En poursuivant votre navigation sur ce site, vous acceptez l'utilisation de cookies. Ces derniers assurent le bon fonctionnement de nos services. En savoir plus.

Petite mort contre moment de vie intense

dsegalen3.jpgAu poisson qui fume
Dominique Segalen

Ed. Luce Wilquin, 2007

 

(par Caroline Scandale)

 

Louise Anne, petit garçon castré, intègre très tôt sa différence. Considérée par ses parents comme un objet rebutant, elle intériorise le fait d’être « un vilain bouton de fièvre sur le visage familial. » Elle pousse tordue, bancale, envers et contre tout. Systématiquement rejetée par ceux qui devraient l’aimer par-dessus tout, elle se construit une image d’elle-même dévalorisée. Elle est le « déshonneur familial et [la] monstruosité perverse. » Dans ce désert affectif, elle bénéficie heureusement du froid soutien muet des cadavres de sa maison de croques-morts.
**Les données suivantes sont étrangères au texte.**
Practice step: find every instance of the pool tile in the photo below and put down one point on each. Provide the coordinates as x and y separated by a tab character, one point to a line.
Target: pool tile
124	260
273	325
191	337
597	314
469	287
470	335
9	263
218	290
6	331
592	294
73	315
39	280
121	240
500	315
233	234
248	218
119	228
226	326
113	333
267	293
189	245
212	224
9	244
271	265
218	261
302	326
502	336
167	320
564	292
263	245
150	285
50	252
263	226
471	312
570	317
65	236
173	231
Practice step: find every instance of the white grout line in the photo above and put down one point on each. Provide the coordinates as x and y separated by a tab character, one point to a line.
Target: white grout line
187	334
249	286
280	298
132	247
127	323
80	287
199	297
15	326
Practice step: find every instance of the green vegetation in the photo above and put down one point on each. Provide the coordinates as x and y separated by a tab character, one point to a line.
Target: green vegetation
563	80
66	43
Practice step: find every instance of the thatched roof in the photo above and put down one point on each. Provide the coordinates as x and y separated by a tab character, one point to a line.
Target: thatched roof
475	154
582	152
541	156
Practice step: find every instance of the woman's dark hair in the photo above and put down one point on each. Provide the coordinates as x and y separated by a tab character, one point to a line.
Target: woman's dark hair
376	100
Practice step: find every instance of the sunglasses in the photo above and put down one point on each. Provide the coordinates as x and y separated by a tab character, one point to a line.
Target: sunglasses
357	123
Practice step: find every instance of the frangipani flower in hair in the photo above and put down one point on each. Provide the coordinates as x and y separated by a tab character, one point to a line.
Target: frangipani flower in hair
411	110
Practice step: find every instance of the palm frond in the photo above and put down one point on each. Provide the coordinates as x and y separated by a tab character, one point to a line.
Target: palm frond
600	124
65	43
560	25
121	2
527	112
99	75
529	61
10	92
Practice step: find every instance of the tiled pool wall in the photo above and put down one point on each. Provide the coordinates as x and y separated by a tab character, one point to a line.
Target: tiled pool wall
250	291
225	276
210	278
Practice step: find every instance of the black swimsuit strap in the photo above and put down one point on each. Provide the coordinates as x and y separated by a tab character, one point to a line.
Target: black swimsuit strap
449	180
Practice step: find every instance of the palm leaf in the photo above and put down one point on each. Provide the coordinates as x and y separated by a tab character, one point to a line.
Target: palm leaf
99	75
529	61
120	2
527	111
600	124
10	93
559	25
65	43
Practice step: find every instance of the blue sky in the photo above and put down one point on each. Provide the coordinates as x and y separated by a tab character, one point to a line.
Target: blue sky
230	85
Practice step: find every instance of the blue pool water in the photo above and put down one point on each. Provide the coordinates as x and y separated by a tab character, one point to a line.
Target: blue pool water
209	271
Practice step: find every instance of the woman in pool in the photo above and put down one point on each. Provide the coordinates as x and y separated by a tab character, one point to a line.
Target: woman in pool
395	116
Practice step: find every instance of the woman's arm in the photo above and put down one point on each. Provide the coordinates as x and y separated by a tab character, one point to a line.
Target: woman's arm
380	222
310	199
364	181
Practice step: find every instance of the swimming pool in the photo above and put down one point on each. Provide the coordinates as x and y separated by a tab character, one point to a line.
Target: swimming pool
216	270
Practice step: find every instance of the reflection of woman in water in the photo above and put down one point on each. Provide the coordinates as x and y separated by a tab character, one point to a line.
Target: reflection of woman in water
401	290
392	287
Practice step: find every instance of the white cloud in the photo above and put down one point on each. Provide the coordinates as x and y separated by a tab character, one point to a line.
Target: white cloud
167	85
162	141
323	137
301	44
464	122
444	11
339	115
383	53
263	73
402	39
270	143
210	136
Pas étonnant qu’à vingt-deux ans, elle quitte sa charmante famille sans un regret et parte au gré d’un doigt pointé sur une carte, les yeux fermés. C’est ainsi qu’elle atterrit au cœur du Red Light District, quartier chaud d’Amsterdam. Elle se trouve une nouvelle famille de cœur, celle des prostituées de la maison close « Au poisson qui fume ». La patronne, Lemoncello, maîtresse femme, la prend sous son aile maternelle et lui donne ce qu’elle n’a jamais eu. Car au fond, Louise Anne « n’a manqué de rien si ce n’est de l’essentiel, ce petit plus qui fait la différence entre un élevage de lapins à cuire et une vraie famille : l’amour. » Au contact de ses grandes sœurs extravagantes et généreuses, elle entame sa chrysalide… et l’étrange papillon de nuit se transforme en Louisiane.

 

Mais dans la maison close, elle n’est pas seule à tenter de démêler les nœuds de l’existence. Un autre être entame sa mue, il s’appelle Luc. L’homme objet est séquestré dans le peep-show inutilisé, pour le seul plaisir des filles de joie. Il est si beau que Louisiane, vilain petit canard, ne peut s’exposer à son regard. Commence alors entre elle, cachée derrière une vitre sans tain et le prisonnier, un dialogue introspectif. Luc retourne à l’état fœtal, nu et recroquevillé sur lui-même, sans moyen d’échapper à sa conscience. Il revit symboliquement la vie anténatale au creux du ventre de la mère. Ce ventre qu’il partagea jadis avec son jumeau à qui il n’avait jamais su dire de son vivant autre chose que « sale pédé ». Le temps passe… Il est libéré tandis que Louisiane va très mal. L’un pourra-t-il sauver l’autre ? Une réconciliation gémellaire post mortem s’esquisse sur fond de transgression des genres, le tout saupoudré d’amour… Ce roman pour le moins original traite d’un sujet rarement évoqué et néanmoins fort intéressant. D’une écriture fluide et alerte « Au poisson qui fume » se laisse lire plaisamment.

 

 

http://www.wilquin.com/nouveautes

Les commentaires sont fermés.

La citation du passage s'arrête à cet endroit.